Lutz beendete den ersten Abschnitt der Obduktion und nahm die Abstriche. Dann griff er zum Skalpell und begann mit dem Y-Schnitt. Er entnahm die Organe und betrachtete die Lunge. Sie war trocken. Aber die Paltaufschen Flecken ließen keinen Zweifel zu. »Ertrunken!«

»Wieder in Süßwasser?«, fragte Ingo und kam näher.

Lutz nickte. »Ich muss da noch ein paar Sachen im Labor vergleichen, bevor ihr meinen Bericht bekommen könnt, aber inoffiziell bin ich mir sicher, dass alle drei Frauen auf dieselbe Art und Weise ermordet wurden.«

Ingo sah ihn an und nickte. »Und von ein- und derselben Person.
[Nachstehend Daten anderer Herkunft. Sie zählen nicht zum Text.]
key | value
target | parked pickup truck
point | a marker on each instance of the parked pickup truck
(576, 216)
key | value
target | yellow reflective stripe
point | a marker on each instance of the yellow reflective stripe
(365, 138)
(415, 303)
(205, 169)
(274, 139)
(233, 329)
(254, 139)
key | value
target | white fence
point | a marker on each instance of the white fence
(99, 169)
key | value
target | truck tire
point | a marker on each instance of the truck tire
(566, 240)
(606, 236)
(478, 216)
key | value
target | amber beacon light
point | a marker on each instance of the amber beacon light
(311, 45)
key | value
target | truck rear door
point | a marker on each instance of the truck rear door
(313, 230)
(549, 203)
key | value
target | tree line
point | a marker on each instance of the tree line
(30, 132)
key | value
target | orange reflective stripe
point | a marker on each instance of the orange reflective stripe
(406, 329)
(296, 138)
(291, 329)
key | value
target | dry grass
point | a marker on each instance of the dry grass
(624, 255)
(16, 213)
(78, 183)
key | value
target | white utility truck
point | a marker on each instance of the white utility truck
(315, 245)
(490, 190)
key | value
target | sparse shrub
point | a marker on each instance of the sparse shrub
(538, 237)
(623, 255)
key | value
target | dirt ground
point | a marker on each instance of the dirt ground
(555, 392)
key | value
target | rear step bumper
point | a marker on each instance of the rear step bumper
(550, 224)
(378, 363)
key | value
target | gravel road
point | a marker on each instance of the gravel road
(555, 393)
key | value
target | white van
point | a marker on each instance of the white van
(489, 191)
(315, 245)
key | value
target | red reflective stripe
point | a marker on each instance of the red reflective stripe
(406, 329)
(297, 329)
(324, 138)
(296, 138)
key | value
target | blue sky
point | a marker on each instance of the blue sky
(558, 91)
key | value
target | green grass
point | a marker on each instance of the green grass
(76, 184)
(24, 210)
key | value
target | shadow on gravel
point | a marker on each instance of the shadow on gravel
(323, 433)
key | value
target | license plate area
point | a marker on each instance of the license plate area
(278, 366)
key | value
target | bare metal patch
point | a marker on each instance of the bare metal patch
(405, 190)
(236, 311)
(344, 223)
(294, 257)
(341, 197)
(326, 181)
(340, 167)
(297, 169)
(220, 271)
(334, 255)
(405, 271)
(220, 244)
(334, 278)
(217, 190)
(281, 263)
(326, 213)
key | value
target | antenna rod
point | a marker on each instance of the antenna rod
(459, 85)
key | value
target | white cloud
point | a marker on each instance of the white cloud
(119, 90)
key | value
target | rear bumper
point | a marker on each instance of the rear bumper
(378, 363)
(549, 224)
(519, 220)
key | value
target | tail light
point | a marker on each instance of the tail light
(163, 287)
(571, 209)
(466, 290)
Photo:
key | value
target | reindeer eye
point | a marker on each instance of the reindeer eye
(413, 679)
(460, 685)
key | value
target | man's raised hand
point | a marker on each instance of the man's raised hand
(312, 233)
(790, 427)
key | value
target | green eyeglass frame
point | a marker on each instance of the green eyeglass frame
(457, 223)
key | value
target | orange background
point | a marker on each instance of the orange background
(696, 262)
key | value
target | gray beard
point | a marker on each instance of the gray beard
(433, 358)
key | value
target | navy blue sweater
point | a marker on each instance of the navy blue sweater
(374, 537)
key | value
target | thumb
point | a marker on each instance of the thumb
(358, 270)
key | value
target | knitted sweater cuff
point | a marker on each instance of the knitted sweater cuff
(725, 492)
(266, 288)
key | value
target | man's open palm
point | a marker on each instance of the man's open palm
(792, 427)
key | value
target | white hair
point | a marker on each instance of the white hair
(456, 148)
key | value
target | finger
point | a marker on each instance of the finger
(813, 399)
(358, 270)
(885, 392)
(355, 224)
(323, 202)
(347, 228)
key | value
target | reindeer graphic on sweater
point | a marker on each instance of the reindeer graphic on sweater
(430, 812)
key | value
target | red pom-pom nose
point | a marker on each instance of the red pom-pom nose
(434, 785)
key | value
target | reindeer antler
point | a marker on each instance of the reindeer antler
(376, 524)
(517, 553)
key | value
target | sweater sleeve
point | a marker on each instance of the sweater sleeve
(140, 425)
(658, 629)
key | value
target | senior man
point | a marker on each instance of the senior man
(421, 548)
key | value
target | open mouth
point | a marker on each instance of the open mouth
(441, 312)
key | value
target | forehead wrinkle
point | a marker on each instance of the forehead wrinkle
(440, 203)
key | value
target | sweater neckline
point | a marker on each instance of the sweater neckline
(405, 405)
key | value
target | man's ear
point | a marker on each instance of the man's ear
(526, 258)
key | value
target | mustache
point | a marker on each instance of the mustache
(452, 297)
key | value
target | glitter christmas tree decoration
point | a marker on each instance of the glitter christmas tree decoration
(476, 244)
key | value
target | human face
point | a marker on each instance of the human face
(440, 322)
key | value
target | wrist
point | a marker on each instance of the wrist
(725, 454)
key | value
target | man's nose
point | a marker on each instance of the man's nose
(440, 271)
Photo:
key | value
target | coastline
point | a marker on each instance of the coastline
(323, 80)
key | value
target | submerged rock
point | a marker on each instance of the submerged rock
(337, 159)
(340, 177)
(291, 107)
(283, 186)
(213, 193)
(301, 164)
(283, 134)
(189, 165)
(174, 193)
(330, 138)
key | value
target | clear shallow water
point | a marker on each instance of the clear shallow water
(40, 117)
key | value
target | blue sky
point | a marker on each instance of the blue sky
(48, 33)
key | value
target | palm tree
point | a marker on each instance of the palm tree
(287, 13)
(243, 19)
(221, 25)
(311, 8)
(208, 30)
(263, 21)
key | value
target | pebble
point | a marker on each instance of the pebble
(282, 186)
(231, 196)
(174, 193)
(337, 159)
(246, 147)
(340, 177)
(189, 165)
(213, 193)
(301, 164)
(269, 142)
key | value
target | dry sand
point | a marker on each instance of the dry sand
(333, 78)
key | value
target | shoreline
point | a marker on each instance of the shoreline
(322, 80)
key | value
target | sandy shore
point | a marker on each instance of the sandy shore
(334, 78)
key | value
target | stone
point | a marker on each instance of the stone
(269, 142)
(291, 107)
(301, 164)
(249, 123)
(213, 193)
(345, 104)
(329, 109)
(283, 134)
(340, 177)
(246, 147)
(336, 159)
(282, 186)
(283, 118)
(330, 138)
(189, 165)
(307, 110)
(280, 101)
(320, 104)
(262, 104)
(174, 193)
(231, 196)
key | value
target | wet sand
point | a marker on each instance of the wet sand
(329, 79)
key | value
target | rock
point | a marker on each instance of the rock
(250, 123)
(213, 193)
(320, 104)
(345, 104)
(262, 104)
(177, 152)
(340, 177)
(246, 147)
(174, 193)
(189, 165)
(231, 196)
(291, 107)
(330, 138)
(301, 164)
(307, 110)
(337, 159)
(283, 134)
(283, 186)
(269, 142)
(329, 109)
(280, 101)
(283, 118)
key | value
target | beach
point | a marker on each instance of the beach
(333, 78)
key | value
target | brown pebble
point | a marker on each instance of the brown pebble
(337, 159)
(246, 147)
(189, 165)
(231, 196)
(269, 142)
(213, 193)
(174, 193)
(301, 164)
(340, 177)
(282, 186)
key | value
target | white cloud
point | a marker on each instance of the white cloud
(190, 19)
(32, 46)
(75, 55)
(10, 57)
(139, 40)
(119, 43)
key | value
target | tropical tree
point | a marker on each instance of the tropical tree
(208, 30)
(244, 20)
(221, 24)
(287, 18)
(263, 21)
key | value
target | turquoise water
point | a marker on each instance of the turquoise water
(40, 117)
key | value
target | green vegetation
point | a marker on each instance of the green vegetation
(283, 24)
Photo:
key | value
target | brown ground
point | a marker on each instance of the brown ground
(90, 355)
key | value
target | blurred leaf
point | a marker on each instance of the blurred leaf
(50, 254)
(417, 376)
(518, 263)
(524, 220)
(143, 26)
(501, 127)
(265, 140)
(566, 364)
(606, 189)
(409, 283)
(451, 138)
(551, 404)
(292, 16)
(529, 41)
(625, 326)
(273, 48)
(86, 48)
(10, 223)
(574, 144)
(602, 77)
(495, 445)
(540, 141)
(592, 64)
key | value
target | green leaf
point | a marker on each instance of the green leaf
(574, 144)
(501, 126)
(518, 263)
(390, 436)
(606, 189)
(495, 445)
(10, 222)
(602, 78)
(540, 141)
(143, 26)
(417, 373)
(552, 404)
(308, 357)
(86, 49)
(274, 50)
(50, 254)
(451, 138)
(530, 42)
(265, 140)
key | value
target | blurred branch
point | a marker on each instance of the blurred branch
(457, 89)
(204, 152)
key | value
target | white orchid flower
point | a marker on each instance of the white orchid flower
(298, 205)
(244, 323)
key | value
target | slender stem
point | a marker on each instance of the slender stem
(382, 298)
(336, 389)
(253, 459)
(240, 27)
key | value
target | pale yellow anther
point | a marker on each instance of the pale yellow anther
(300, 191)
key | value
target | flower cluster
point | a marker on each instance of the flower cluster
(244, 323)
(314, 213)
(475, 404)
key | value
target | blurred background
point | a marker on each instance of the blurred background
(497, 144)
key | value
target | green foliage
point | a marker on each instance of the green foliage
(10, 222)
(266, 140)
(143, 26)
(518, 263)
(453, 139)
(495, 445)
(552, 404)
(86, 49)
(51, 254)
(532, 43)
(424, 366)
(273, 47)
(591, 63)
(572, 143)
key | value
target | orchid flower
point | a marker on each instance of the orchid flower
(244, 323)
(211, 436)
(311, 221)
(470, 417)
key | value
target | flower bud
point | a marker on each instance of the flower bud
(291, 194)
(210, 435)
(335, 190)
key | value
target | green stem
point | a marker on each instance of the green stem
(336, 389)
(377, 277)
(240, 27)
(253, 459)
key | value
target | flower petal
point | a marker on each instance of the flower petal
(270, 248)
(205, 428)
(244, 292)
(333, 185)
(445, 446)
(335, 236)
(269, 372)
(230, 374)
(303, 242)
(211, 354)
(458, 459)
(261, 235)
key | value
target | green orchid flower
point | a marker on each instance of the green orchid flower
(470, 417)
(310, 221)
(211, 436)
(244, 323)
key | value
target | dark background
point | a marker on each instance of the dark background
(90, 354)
Irgendein Irrer will uns da zum Narren halten.« Ingo haute gegen die Waage. Claras Organe schwankten hin und her. »Und ich wette, wir sind diesem Perversen schon einmal über den Weg gelaufen.«

Lutz zuckte mit den Schultern. Er war sich sicher, dass ein kranker Serientäter für die Morde verantwortlich war. Wenn er doch nur die Zeichen finden und verstehen würde! Serienmörder hinterließen doch immer eine Unterschrift. War es die Scheuermilch? Ging es im wahrsten Sinne des Wortes um einen sauberen Tod?